In: Finance
You are the employed by the First National Bank. This bank has $5 million in capital. They have $100 in checkable deposits. Of that they keep only the 10% required reserves and loan the rest out. In $45 million in business loans and $50 million in residential mortgages. How well capitalized is First National Bank? Calculate the risk weighted level of assets and risk weighted leverage ratio. Why are leverage (capital) ratios important for financial regulators and institutions?
To know how well the bank is capitalized we need to calculate the Capital-To-Risk Weighted Assets .
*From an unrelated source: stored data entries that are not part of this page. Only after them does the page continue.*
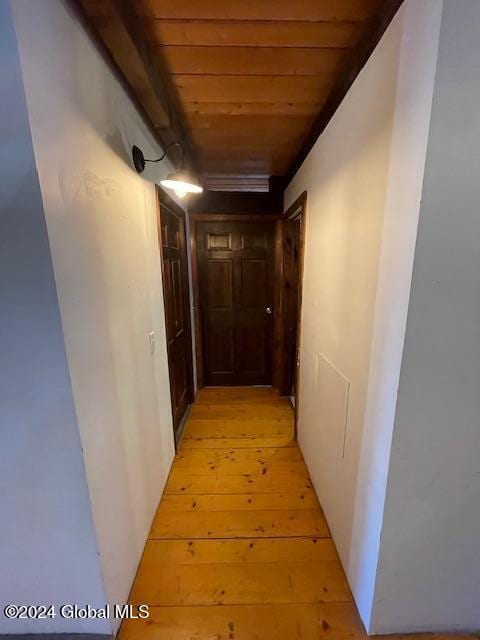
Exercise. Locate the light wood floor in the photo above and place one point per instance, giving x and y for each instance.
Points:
(239, 548)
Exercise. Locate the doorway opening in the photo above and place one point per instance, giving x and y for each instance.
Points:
(172, 241)
(292, 232)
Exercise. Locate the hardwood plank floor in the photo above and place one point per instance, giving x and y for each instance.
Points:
(239, 548)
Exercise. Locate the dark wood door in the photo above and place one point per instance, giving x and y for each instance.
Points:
(235, 273)
(291, 274)
(177, 306)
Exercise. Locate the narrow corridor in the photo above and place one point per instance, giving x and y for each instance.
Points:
(239, 548)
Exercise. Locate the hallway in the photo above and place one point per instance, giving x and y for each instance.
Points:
(239, 548)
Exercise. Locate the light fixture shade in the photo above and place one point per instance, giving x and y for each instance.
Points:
(181, 182)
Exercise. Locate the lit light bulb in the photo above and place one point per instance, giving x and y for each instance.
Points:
(180, 193)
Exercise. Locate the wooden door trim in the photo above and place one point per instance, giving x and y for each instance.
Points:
(164, 199)
(214, 217)
(296, 211)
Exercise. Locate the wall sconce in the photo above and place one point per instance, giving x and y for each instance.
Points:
(180, 180)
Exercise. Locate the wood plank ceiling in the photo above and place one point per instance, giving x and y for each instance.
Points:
(243, 82)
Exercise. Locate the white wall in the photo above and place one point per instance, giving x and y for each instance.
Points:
(429, 568)
(101, 220)
(363, 178)
(48, 552)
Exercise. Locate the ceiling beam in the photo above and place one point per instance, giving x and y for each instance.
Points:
(353, 64)
(119, 35)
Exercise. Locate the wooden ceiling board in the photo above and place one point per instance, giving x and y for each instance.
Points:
(259, 109)
(253, 89)
(305, 10)
(253, 34)
(259, 61)
(248, 79)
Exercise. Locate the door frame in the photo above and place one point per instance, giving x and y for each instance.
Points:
(163, 199)
(194, 218)
(297, 211)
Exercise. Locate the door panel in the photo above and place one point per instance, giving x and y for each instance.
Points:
(235, 277)
(177, 307)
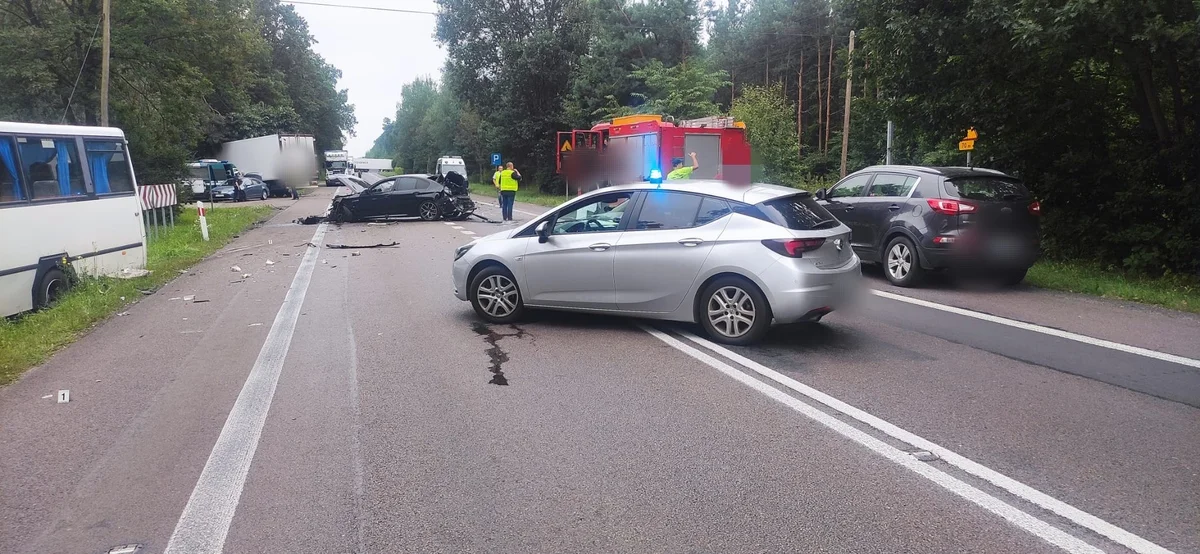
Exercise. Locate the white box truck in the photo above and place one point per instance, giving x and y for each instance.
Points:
(281, 161)
(371, 166)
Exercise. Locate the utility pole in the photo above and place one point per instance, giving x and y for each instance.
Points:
(799, 109)
(103, 67)
(845, 124)
(892, 130)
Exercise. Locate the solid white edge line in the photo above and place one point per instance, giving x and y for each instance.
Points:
(204, 523)
(1019, 518)
(1014, 487)
(1035, 327)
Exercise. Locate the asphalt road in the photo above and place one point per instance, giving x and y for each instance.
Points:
(342, 399)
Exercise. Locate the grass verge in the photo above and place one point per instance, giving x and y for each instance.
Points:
(1170, 291)
(29, 339)
(528, 197)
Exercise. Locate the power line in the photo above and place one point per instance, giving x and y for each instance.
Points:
(300, 2)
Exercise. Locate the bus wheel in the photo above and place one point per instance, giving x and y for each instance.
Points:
(52, 287)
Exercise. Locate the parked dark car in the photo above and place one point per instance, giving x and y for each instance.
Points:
(915, 220)
(253, 187)
(429, 197)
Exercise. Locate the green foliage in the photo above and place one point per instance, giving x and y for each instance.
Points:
(186, 74)
(771, 131)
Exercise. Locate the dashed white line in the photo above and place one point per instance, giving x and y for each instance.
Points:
(1031, 524)
(1051, 331)
(204, 524)
(1012, 486)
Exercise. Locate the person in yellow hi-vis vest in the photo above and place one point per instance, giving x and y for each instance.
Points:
(510, 181)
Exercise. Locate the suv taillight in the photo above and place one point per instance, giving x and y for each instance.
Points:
(793, 247)
(951, 208)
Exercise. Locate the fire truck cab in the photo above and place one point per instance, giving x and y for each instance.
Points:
(628, 149)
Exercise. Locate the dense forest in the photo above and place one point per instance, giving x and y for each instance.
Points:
(1093, 102)
(186, 74)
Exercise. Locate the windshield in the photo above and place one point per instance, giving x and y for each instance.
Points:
(798, 212)
(987, 188)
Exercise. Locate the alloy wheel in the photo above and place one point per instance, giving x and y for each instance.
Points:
(731, 312)
(899, 260)
(498, 295)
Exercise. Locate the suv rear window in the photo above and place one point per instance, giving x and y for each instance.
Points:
(797, 212)
(985, 188)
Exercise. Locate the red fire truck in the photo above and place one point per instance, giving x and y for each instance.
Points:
(628, 149)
Capital-To-Risk Weighted Assets = (Tier 1 Capital + Tier 2 Capital / Risk-Weighted Assets)
Tier 1 capital is core capital comprising equity and reserves
Tier 2 capital is subordinated debt and supplemented reserves.
Here Tier 1 capital is (5+10)= $15 million. $5 million is the capital. 10% of $100 million is the reserves.
Risk weighted assets are the loans given out to earn interest income which is $95 million
Capital to Risk weighted assets= (15/95)=0.1578= 15.78%
Ratio of above 11% is considered to be good. Hence bank is weel capitalized.
Risk weighted level of assets is same as capital to risk weighted level of assets.
Risk weighted leverage ratio= Tier 1 capital/Average assets of the bank= 15.78%=(15/95)*100
A bank's risk-weighted assets are its assets weighted by their riskiness used to determine the minimum amount of capital that must be held to reduce its risk of insolvency. These items can all be found on a bank's financial statements
Why leverage ratios are important?
The financial crisis of 2007 and 2008 was driven by financial institutions investing in subprime home mortgage loans that had a far higher risk of default than bank managers and regulators believed to be possible. When consumers started to default on their mortgages, many financial institutions lost large amounts of capital.
Basel III set forth certain guidelines to avoid this problem moving forward. Regulators now insist that each bank must group its assets together by risk category so that the amount of required capital is matched with the risk level of each asset type.The goal is to prevent banks from losing large amounts of capital when a particular asset class declines sharply in value.
That is why these ratios are important.